How on earth could you expect anyone to feel remotely amorous when Peppa Pig’s theme tune has become the soundtrack to their life? While there’s no doubt that making the switch from mother to lover and back again can be extremely tricky, it’s still important to make time for a little passion away from the chaos and clutter of family life. And what better excuse than a date night or a naughty weekend break? “Setting aside ‘parents-only’ time is well worth the effort and a great way to get out of ‘mummy mode’,” says Cathy O’Neill, co-author of Baby-Proofing Your Marriage: How to laugh more, argue less and communicate better as your family grows
The early days of parenthood can be blissful, challenging, and of course, tiring so it’s easy to see how not making time for your partner and putting your relationship on the back burner happens. According to O’Neill, it’s not just your sex life that can suffer when a baby arrives. “Both men and women told us they missed the small gestures of intimacy, such as hugging and kissing,” she says. Therefore, do try to juggle your new routines and carve out time for each other to be affectionate and loving every day – preferably in front of your children – as this will leave the whole family feeling secure, loved and emotionally connected. If making come-hither eyes other over a pile of discarded Lego bricks doesn’t float your boat, aim to designate one night each week to spend together without any distractions.
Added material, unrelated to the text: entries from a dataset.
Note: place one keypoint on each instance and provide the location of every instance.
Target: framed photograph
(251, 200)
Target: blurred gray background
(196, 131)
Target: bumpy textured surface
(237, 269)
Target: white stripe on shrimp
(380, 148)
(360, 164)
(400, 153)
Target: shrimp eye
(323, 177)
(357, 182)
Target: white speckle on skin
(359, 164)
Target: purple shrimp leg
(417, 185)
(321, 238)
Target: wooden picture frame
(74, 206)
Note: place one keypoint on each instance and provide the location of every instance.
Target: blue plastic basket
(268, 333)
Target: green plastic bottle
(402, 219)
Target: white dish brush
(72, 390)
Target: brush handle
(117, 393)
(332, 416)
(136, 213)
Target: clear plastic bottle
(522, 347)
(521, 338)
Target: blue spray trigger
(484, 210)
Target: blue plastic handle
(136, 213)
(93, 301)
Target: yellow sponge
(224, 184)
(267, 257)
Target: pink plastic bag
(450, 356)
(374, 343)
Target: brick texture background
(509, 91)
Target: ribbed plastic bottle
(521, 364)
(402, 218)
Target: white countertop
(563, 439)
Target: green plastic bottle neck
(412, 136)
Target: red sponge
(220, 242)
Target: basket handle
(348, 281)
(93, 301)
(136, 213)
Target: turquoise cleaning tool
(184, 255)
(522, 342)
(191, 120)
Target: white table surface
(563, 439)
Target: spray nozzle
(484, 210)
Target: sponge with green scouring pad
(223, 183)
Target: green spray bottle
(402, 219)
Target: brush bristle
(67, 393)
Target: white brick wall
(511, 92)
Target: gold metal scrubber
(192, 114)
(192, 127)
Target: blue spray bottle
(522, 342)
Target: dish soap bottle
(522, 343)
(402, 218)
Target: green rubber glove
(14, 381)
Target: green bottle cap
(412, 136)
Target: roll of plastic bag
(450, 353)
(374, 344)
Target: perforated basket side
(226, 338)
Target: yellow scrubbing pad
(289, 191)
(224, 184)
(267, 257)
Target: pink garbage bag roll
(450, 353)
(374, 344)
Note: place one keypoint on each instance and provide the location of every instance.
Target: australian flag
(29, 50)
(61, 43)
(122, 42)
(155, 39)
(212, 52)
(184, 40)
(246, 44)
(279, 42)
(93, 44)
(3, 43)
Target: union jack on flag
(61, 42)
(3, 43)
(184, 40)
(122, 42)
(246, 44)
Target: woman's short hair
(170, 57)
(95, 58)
Date nights were important pre-parenthood and are equally as important post-parenthood too. Date night or, spending some quality time together promotes communication, increases feelings of intimacy, decreases the chances of taking each other for granted, limits stress, and builds stronger bonds and attachments. If you can get a babysitter and go out for the evening alone then all the better to reconnect but even a date night at home can make all the difference. It can simply be sharing a bottle of wine on the sofa and watching a boxset, a candle-lit supper at a set table or, sharing a bath and some couples massage when the children are all in bed. Don’t think it has to be extravagant every time – making it accessible, relaxed and achievable rather than a stressful extra to your daily to-do it means it mores like to be a weekly ‘date’ rather than a ‘once-whenever-you-remember’ occasion.
BUT, please don’t forget to talk!
And, we mean to actually talk. Not about whose turn it is to sterilise the bottles, buy the nappies or pick up the children from nursery, but about life beyond your baby. “Try to have conversations about something other than your child,” says O’Neill. “It’s vital for parents to pay adequate attention to their relationship, no matter how strong the pull of parenthood,”
Give yourself ample time to get in the mood. Feed, bathe and get the kids into bed a little earlier, replace Peppa with Prince (or, whatever romantic music gets you in the mood), light a few candles, change out of your lounge pants and banish all talk of children…even if it is just for one evening!